With the agrarian reform in the late 1960s and early 1970s, the state
began expropriating lands to hand over to Mapuche farmers, but the 1973
military coup abruptly ended the process and much of the land remained
in a legal limbo. Plots were auctioned off cheap to large economic
groups, which, thanks to new incentives to foment the lumber industry,
wiped out native woods in Mapuche territory to plant pine and
eucalyptus. The Mapuche lands were further reduced to a total of 300,000
hectares.

“Western culture conceives property through legal land titles, but the
Mapuche cosmovision considers that the land belongs to them because they
have always lived on it. In their collective subconscious, they believe
the impoverishment of their people is due to the usurpation of their
lands,” said Hernando Silva, coordinator of the legal department at the
Observatory on the Rights of Indigenous Peoples in Temuco. About 38
percent of Mapuches live in poverty.

Efforts to return the land have progressed slowly. In 1994, the
government set up a National Indigenous Commission, CONADI, in charge of
complex negotiations with large landholders to purchase a portion of
their land to return to Mapuche communities. Since then, the government
has bought or regularized 170,000 hectares for the Mapuche.

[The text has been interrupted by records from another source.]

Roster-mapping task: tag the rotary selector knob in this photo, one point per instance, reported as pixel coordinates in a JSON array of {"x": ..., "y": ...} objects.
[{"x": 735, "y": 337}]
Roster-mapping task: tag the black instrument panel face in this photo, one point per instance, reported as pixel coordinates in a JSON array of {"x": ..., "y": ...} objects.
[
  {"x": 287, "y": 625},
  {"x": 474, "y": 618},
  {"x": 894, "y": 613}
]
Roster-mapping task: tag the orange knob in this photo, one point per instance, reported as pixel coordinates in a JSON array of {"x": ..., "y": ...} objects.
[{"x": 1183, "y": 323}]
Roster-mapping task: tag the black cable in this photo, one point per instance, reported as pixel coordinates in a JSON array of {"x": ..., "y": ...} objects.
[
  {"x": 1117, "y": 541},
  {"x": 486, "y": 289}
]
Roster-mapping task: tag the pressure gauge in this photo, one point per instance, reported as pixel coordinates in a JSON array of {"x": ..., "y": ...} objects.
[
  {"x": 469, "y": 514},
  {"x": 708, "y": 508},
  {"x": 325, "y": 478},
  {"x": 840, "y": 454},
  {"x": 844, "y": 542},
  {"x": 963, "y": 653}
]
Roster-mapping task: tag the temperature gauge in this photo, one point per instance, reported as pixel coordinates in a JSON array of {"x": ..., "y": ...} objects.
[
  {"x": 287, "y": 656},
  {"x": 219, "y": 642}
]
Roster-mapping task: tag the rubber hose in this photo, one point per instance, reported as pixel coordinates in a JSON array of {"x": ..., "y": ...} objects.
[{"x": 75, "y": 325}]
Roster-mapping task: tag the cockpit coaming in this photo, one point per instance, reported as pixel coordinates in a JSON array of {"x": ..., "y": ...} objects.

Last year, President Michelle Bachelet announced a Multicultural Social
Pact to ensure their legal, cultural and territorial rights, including
the restitution of lands to 115 communities by next year. However, there
are hundreds more communities claiming ancestral lands.

What the government fails to understand, said former Temuco mayor
Francisco Huenchumilla, of Mapuche origin, is that the conflict over
lands demands a political solution.

“There is a permanent sense of injustice in this that can only be solved
through dialogue, policies and understanding," he said. "This requires
understanding the historical truth, because if the government thinks
this is just an issue for the police, it is very mistaken.”

The Hernan Trizano Commando has its own Nazi-like “solution” for the
Mapuche: “The final solution to this problem is to create an indigenous
reservation between Peru and Bolivia. Building them houses and giving
them food and clothing is much cheaper than giving them lands in
Temucuicui, which they won’t use to plant anything,” said its spokesman.